Gestern kam die Meldung vom Tod des Schweizer Autors Urs Widmer. Roman Bucheli schreibt in der NZZ: "Stets wird bei ihm das Tragische in einer burlesken Komik travestiert, und im Hintergrund alles Komischen lauert eine unberechenbare Tragik." Der Tages-Anzeiger bringt eine ganze Seite zu Widmer. Martin Ebel schreibt: "Eine einfache Erzählsituation, ein Satz, ein Wort wurde für ihn zum Sprungbrett in die unendlichen Welten der Fantasie. Dort galten nicht die Regeln der Schwerkraft, sondern der Erfindung."

Michael Krausnick erinnert auf der Geschichte-Seite der Zeit an den Dichter Georg Herwegh, der einst so populär war wie Heine und der der schon nach dem Deutsch-Französischen Krieg das Kommende vorausahnte (eine neue Werkausgabe im Aisthesis Verlag, Bielefeld, versucht Herwegh der Vergessenheit zu entreißen):

"Germania, mir graut vor dir!
Mir graut vor dir, ich glaube fast,
Daß du, in argen Wahn versunken,
Mit falscher Größe suchst zu prunken
Und daß du, gottesgnadentrunken,
Das Menschenrecht vergessen hast..."


Alexandra Kedves interviewt für den Tages-Anzeiger den Comic-Avantgardisten Eric Lambé, der unter anderem eine Biografie Giacomettis gezeichnet hat - nach langem Widerstand gegen das Biografische: Doch "Schließlich merkte ich, dass ich genau das erzählen kann: wie schwierig es ist, einen Kopf ­- nicht nur Giacomettis Kopf - zu zeichnen; wie man als Künstler um das, was man für die Realität hält, herumrotiert." Die Illustration aus dem Tagi zeigt Lambés virtuose Kugelschreiber-Zeichnungen.

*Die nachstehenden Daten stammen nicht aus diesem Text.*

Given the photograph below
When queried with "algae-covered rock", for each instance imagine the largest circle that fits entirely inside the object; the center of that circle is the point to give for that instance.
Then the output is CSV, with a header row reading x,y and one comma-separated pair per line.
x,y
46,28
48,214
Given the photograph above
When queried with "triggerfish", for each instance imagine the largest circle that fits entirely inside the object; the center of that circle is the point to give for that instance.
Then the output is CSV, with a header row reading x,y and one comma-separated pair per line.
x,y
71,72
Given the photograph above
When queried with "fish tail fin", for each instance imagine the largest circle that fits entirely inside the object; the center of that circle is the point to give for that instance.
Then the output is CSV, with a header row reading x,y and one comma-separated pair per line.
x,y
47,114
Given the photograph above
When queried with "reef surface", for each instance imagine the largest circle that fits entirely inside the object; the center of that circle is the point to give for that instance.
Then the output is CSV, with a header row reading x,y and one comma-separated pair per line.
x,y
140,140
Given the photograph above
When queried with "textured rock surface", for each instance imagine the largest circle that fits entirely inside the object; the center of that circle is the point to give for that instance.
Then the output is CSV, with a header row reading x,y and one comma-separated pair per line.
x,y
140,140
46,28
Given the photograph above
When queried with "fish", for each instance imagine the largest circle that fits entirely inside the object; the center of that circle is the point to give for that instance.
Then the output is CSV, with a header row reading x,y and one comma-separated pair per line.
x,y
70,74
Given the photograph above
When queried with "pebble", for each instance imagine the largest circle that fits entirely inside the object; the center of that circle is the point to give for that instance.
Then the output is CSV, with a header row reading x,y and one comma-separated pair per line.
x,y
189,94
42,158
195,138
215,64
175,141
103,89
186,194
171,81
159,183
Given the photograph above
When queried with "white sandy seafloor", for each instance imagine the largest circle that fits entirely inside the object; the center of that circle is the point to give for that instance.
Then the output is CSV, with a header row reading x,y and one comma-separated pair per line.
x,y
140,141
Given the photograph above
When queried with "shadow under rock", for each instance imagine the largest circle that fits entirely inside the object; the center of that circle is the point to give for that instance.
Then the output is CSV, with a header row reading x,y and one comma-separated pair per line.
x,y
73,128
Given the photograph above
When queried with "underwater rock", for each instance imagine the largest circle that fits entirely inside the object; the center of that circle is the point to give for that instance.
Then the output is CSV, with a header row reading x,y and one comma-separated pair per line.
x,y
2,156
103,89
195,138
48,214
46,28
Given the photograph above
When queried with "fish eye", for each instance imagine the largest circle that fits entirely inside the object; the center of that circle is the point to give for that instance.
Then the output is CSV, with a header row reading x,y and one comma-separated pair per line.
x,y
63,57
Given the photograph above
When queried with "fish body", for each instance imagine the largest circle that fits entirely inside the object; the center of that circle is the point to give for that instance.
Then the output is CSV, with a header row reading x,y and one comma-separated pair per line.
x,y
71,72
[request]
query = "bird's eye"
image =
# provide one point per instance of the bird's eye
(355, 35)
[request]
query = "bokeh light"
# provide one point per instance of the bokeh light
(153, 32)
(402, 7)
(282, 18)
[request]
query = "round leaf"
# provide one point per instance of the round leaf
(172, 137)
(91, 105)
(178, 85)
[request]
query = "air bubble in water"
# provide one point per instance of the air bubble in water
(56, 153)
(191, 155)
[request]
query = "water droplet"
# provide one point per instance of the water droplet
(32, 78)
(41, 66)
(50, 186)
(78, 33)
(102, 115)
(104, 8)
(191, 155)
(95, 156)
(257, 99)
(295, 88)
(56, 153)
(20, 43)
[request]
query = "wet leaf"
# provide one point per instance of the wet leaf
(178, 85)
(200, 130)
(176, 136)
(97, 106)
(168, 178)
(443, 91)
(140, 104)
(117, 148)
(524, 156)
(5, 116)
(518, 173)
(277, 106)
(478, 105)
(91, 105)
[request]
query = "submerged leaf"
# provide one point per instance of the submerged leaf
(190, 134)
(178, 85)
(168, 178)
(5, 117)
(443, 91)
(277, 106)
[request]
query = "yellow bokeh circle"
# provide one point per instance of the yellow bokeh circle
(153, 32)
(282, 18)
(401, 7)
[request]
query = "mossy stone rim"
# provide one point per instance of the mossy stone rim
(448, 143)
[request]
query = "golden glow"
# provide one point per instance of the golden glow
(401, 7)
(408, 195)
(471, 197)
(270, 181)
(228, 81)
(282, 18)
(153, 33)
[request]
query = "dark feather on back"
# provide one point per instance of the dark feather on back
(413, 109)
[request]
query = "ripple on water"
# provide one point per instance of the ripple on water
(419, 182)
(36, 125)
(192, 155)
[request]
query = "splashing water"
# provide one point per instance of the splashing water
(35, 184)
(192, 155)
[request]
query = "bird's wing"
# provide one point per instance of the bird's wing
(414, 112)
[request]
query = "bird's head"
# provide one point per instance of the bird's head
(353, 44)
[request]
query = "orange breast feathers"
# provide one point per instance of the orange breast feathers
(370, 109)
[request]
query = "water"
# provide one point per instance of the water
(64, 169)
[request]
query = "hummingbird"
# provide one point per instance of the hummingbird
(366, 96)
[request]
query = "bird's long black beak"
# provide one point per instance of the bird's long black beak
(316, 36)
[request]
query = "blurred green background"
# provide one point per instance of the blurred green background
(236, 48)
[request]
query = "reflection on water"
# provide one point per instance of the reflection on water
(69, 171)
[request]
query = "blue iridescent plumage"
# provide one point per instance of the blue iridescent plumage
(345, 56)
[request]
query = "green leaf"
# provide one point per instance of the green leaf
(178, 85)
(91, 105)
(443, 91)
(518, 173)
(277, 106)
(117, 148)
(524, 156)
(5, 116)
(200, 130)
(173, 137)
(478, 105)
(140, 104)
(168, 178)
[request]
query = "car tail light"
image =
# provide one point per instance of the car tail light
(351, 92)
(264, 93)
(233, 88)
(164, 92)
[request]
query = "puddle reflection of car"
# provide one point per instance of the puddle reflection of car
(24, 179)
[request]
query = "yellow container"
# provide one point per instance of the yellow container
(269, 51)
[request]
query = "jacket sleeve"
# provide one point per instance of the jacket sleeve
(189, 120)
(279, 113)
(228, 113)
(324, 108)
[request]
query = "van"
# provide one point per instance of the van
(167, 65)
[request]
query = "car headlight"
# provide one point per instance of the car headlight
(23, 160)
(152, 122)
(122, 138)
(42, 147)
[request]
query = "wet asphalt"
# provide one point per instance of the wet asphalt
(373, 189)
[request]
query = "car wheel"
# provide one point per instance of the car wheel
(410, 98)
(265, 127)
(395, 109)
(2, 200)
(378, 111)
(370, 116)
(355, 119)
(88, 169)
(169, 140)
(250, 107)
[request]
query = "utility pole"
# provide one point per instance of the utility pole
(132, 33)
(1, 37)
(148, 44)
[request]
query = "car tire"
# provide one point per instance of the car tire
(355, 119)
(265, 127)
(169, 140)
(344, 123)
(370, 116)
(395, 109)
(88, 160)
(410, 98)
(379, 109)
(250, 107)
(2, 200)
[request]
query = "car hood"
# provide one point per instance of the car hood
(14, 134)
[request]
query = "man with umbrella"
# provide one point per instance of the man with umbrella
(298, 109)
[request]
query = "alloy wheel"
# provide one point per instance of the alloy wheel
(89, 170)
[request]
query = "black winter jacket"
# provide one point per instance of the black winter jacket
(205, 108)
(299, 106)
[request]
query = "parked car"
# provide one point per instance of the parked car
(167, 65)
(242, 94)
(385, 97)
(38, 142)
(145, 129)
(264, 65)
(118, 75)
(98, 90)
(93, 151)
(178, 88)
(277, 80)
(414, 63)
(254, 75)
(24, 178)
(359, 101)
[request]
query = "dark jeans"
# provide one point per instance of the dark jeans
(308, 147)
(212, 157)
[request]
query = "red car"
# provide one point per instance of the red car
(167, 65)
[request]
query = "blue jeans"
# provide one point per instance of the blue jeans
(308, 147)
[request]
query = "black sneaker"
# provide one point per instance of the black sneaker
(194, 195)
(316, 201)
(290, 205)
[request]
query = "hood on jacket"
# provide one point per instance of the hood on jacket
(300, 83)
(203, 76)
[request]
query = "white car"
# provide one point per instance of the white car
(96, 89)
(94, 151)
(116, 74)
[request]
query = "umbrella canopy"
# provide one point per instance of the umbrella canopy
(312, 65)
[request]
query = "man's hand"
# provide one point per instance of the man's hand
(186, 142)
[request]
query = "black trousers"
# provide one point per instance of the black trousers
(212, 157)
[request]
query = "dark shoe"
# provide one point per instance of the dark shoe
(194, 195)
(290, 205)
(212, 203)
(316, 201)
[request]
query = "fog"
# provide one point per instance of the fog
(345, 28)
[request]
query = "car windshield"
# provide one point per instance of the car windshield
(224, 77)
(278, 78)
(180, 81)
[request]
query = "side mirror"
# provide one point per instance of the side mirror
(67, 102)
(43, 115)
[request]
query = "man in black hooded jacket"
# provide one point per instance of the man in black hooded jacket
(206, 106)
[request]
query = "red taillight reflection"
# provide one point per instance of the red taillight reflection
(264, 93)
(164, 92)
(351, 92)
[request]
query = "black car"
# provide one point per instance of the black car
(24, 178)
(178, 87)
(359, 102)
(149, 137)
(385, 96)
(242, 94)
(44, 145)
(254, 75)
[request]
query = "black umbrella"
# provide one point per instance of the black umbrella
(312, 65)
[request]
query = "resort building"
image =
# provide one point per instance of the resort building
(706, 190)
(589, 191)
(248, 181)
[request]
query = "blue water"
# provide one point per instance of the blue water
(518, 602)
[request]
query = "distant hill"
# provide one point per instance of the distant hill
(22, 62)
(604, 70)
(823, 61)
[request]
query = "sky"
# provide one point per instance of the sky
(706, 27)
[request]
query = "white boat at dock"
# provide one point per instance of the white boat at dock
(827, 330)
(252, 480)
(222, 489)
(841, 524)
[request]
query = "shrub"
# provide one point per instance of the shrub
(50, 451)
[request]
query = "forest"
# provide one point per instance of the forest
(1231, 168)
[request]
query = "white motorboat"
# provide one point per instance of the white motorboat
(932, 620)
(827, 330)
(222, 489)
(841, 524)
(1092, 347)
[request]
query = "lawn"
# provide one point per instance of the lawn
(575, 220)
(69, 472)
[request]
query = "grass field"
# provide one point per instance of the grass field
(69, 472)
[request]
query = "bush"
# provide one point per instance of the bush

Der Freitag bringt eine Übersetzung von Tim Adams' Porträt des offen schwul auftretenden afrikanischen Autors Binyavanga Wainaina aus dem Guardian. Besprochen werden Margriet de Moors Roman "Mélodie d'Amour" (SZ), Sibylle Lewitscharoffs Krimi-Versuch "Killmousky" (FAZ), Fritz J. Raddatz' zweiter Tagebuch-Band (Berliner Zeitung), eine Übersetzung der Gedichte Melvilles (NZZ) und Elias Canettis "Buch gegen den Tod" (FR). Im Aufmacher der Zeit porträtiert Ijoma Mangold den Autor Akif Pirinçci, der in seinem Buch "Deutschland von Sinnen - Der irre Kult um Frauen, Homosexuelle und Zuwanderer" mit dem Rechtspopulismus kokettiert. Besprochen werden in der Zeit unter anderem Durs Grünbeins neuer Gedichtband "Cyrano oder die Rückkehr vom Mond" und Jörn Leonhards monumentale Geschichte des Ersten Weltkriegs "Die Büchse der Pandora". Und im Standard bespricht Stefan Gmünder eine Ausstellung über Stefan Zweigs Exiljahre im Wiener Theatermuseum.